Politics prevent bigger investment in preschool

With a token investment in its youngest residents, Indiana can finally join the 40 states that recognize the invaluable connection between early learning and school success. The state’s timid foray into preschool could, however, deliver a better return on investment if politics weren’t standing in the way of a first-rate early learning program.

The meager pilot program approved by the General Assembly this year falls under control of the Family and Social Services Administration. It answers to Gov. Mike Pence, not the Indiana Department of Education, administered by state Superintendent Glenda Ritz. The distinction might seem small, but the investment of tax dollars demands that best practices determine how the money is spent. States supporting effective preschool programs understand that requiring research-based standards in early learning yields the best return in school success.

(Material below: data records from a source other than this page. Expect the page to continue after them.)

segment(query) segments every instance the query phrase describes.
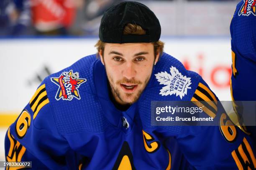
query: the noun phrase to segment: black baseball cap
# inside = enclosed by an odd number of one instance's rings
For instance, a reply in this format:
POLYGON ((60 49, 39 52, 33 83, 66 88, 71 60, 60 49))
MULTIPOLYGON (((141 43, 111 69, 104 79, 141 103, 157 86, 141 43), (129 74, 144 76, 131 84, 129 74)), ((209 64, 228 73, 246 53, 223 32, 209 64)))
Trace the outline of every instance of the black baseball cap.
POLYGON ((155 14, 146 5, 125 1, 107 10, 101 18, 100 40, 107 43, 151 42, 159 40, 161 27, 155 14), (146 31, 146 35, 123 35, 128 23, 135 24, 146 31))

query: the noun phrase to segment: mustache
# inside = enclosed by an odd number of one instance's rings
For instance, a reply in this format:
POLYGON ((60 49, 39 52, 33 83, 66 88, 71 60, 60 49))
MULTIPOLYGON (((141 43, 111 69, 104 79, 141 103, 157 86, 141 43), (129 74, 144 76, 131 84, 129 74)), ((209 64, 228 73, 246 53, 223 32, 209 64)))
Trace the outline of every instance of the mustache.
POLYGON ((118 81, 117 81, 116 83, 118 84, 123 84, 125 83, 127 83, 131 84, 136 84, 138 85, 141 85, 142 84, 142 82, 141 82, 140 80, 136 80, 133 78, 131 79, 128 79, 128 78, 123 78, 123 79, 118 80, 118 81))

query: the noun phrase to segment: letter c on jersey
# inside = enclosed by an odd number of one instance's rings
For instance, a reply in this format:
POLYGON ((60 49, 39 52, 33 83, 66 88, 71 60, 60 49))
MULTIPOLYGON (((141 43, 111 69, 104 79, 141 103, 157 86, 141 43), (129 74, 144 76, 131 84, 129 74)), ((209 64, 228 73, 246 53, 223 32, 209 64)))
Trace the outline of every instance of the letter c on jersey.
POLYGON ((158 141, 153 142, 149 144, 148 144, 148 142, 151 142, 154 140, 155 139, 151 135, 146 132, 144 130, 142 130, 143 134, 143 141, 144 141, 144 145, 145 148, 147 152, 149 153, 154 153, 156 151, 160 148, 160 144, 158 141))
POLYGON ((23 110, 18 118, 15 126, 16 133, 20 139, 23 138, 26 134, 30 126, 31 122, 30 115, 26 110, 23 110))

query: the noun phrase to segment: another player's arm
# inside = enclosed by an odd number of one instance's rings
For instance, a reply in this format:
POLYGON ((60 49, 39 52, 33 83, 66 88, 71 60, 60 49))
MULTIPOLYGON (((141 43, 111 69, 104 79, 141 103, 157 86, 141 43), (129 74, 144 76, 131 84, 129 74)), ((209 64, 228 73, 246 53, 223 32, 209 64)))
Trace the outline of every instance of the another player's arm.
POLYGON ((67 142, 56 128, 43 82, 8 130, 5 139, 6 160, 32 161, 35 169, 59 169, 65 166, 64 154, 68 147, 67 142))
POLYGON ((251 139, 234 125, 202 80, 191 100, 204 105, 205 113, 218 119, 220 125, 184 127, 177 140, 189 162, 199 169, 256 168, 251 139))

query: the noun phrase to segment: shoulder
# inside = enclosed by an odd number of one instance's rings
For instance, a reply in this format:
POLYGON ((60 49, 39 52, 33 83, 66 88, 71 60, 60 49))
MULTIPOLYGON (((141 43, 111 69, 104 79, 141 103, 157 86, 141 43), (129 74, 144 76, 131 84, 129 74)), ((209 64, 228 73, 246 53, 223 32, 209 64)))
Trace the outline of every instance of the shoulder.
POLYGON ((173 57, 164 53, 154 68, 145 89, 155 94, 159 100, 190 100, 202 79, 197 73, 187 70, 173 57))
MULTIPOLYGON (((140 114, 144 125, 150 127, 148 113, 151 112, 151 101, 191 101, 197 106, 205 105, 203 111, 214 117, 218 100, 200 75, 187 70, 178 60, 164 53, 154 67, 150 82, 140 98, 140 114), (206 102, 209 101, 210 104, 207 104, 206 102)), ((178 130, 172 127, 167 129, 169 132, 174 130, 174 133, 178 130)))
POLYGON ((101 131, 104 126, 94 88, 96 55, 85 57, 46 78, 36 92, 44 89, 57 128, 61 134, 101 131))

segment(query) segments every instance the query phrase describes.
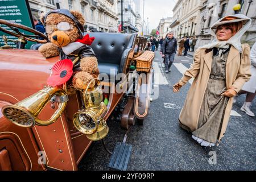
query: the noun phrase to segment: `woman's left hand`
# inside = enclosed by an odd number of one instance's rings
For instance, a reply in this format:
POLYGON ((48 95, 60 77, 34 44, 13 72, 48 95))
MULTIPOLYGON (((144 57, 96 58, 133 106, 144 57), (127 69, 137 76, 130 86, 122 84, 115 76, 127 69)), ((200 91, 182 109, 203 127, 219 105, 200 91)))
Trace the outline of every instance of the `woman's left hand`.
POLYGON ((221 94, 221 96, 224 96, 228 97, 233 97, 237 94, 237 92, 233 87, 230 87, 227 90, 221 94))

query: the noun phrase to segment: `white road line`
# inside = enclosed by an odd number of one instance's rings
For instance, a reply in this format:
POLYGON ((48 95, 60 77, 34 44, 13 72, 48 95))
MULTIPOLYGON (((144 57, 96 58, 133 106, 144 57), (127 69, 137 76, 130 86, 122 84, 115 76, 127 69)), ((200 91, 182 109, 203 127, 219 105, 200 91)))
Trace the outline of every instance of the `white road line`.
POLYGON ((242 117, 242 115, 234 110, 231 110, 230 115, 239 116, 240 117, 242 117))
POLYGON ((168 109, 180 109, 181 107, 175 104, 164 103, 164 107, 168 109))
POLYGON ((191 57, 188 57, 188 56, 185 56, 185 57, 186 57, 187 58, 190 59, 193 59, 193 58, 191 58, 191 57))
POLYGON ((159 68, 159 64, 153 61, 154 77, 155 85, 168 85, 169 82, 166 77, 163 75, 159 68))
POLYGON ((181 60, 181 61, 184 61, 184 62, 189 62, 189 60, 181 60))
MULTIPOLYGON (((181 74, 184 74, 185 72, 188 69, 188 68, 185 67, 182 63, 174 63, 174 65, 175 66, 175 67, 177 68, 177 69, 181 73, 181 74)), ((194 80, 194 78, 192 78, 191 79, 188 81, 188 82, 192 84, 193 80, 194 80)))

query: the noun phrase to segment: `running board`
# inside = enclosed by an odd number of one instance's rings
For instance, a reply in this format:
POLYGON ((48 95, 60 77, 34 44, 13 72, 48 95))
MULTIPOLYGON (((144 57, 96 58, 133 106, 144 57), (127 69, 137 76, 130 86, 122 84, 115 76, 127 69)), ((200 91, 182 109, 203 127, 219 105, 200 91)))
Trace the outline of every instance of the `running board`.
POLYGON ((126 171, 131 154, 131 144, 117 142, 111 156, 108 167, 121 171, 126 171))

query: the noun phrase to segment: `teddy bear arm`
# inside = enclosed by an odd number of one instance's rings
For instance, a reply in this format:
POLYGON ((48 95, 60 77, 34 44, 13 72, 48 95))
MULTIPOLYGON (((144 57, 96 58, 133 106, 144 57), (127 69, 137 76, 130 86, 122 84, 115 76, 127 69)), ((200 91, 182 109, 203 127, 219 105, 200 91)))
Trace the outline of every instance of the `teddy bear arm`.
POLYGON ((59 55, 58 47, 52 43, 47 43, 39 47, 38 51, 43 56, 48 58, 59 55))
POLYGON ((98 60, 95 56, 85 57, 81 59, 80 67, 82 71, 94 74, 96 76, 99 74, 98 60))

For now, Indiana remains among just 10 states - most of them rural western states - without state-funded preschool, according to the “State of Preschool 2013,” a survey by the National Institute for Early Education Research released last week. Only 15 percent of the state’s 4-year-olds and 10 percent of its 3-year-olds were enrolled in a federally funded Head Start or school-based preschool program. Unless their parents paid tuition or their local school district picked up the cost, the rest of the state’s 3- and 4-year-olds were out of luck.

Contrast those numbers to Georgia, where 58 percent of the state’s 4-year-olds were enrolled in state-funded preschool and another 8 percent were in Head Start or a federally funded special education preschool. Oklahoma, the pioneer in state-funded preschool, had 74 percent of its 4-year-olds enrolled in programs last year, with an investment of about $145 million.

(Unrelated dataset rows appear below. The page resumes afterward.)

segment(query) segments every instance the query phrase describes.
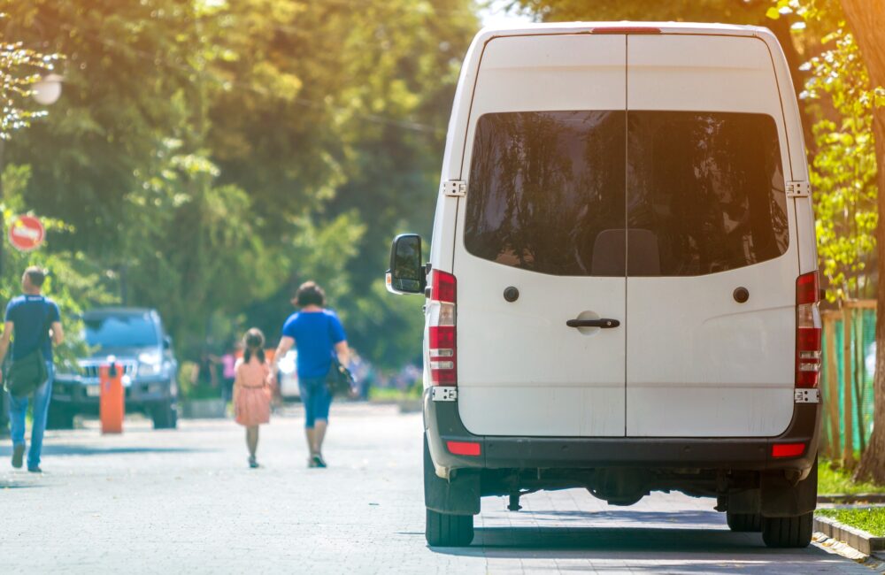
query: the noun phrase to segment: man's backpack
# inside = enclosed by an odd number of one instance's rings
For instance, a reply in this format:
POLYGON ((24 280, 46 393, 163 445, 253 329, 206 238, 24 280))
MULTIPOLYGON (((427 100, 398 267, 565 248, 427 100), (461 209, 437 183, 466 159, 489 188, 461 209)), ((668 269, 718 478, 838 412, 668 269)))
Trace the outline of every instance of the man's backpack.
MULTIPOLYGON (((43 302, 47 310, 49 304, 43 302)), ((49 338, 49 322, 50 314, 46 311, 43 327, 40 332, 40 339, 34 351, 12 360, 12 364, 6 373, 6 391, 13 397, 26 397, 42 386, 49 379, 49 370, 46 367, 46 357, 43 356, 43 345, 49 338)))

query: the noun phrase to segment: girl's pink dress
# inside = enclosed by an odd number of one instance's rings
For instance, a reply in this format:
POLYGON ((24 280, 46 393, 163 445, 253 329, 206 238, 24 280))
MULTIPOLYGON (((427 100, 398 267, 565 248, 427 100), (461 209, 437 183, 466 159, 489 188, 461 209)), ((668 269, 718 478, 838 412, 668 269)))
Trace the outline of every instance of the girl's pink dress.
POLYGON ((236 362, 236 423, 258 426, 271 420, 271 388, 266 383, 270 365, 255 357, 236 362))

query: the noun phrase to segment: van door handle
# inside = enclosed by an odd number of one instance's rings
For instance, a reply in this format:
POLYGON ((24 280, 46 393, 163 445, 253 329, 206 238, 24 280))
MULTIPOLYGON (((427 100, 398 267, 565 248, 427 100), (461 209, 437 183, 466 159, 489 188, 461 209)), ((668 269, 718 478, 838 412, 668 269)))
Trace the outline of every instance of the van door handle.
POLYGON ((566 325, 569 327, 602 327, 603 329, 608 329, 609 327, 620 326, 620 322, 617 319, 600 318, 599 319, 569 319, 566 322, 566 325))

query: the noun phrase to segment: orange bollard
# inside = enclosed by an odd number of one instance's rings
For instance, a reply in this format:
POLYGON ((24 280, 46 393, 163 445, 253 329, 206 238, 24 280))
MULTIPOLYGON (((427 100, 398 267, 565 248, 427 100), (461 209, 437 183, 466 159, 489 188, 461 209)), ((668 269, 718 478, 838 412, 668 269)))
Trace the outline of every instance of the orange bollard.
POLYGON ((101 386, 98 413, 103 433, 122 433, 126 397, 123 395, 123 367, 117 364, 102 365, 98 370, 101 386))

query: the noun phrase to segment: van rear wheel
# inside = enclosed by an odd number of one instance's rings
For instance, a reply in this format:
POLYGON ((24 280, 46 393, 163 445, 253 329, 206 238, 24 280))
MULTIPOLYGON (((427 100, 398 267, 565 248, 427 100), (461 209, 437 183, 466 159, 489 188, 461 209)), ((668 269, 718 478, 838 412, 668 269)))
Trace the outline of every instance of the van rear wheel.
POLYGON ((813 522, 813 512, 792 518, 762 518, 762 540, 767 547, 808 547, 813 522))
POLYGON ((473 515, 448 515, 427 511, 425 535, 433 547, 466 547, 473 540, 473 515))
POLYGON ((759 533, 762 531, 762 515, 759 513, 732 513, 726 511, 728 529, 735 533, 759 533))

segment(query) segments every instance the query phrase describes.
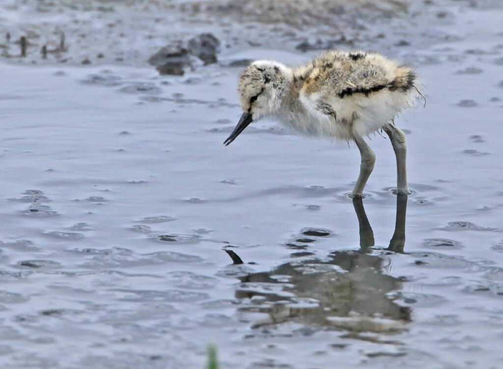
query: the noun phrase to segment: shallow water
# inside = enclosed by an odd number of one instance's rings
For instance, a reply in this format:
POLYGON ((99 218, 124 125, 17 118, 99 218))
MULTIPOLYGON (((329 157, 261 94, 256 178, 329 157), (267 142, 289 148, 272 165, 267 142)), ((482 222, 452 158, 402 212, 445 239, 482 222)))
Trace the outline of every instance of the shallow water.
POLYGON ((270 121, 221 144, 240 68, 0 64, 2 367, 202 368, 209 342, 224 368, 503 366, 502 11, 390 51, 428 98, 396 121, 403 249, 388 140, 361 203, 354 147, 270 121))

Indiana’s dismal record in supporting early learning has inevitably hampered its performance in K-12 education and in higher education attainment. Much research shows that children who start at a disadvantage are more likely to fall behind their classmates and drop out of school.

In spite of Indiana’s history of lackluster efforts in building a birth- to third-grade learning continuum, some work is underway. Ritz met last week with dozens of early education professionals at Ivy Tech Community College-Northeast, where the Indiana Department of Education was host to one of a series of statewide early-learning summits. Ritz said the meetings are designed to gather input in building an early-learning infrastructure in Indiana, given that its request for federal Race To the Top early-learning funds was rejected because no such system exists.

“The pilot preschool program is really about putting an emphasis on just 1,000 children,” she said. “What the (Department of Education) is interested in is getting an entire infrastructure system in place statewide, so that all children have a quality preschool program available, no matter where they live.”

For Becky Saddlemire, one of the participants in last week’s conference, the state could begin to show its commitment to early learning by requiring students to attend kindergarten. School enrollment isn’t mandatory until a child reaches age 7.

“We just can’t believe the expectations and the standards that are now in place for kindergarten, and enrollment isn’t even mandatory. The idea that you can come to first grade with all of that information makes no sense,” said Saddlemire, principal of North Miami Elementary School in Denver, Indiana. Her district offers preschool to all children, but she said her school could do more if the state financially supported early learning.

Indiana might lose its dubious distinction of offering no state-funded preschool in 2014. But it won’t see real results until it puts politics aside to build a first-rate early learning system.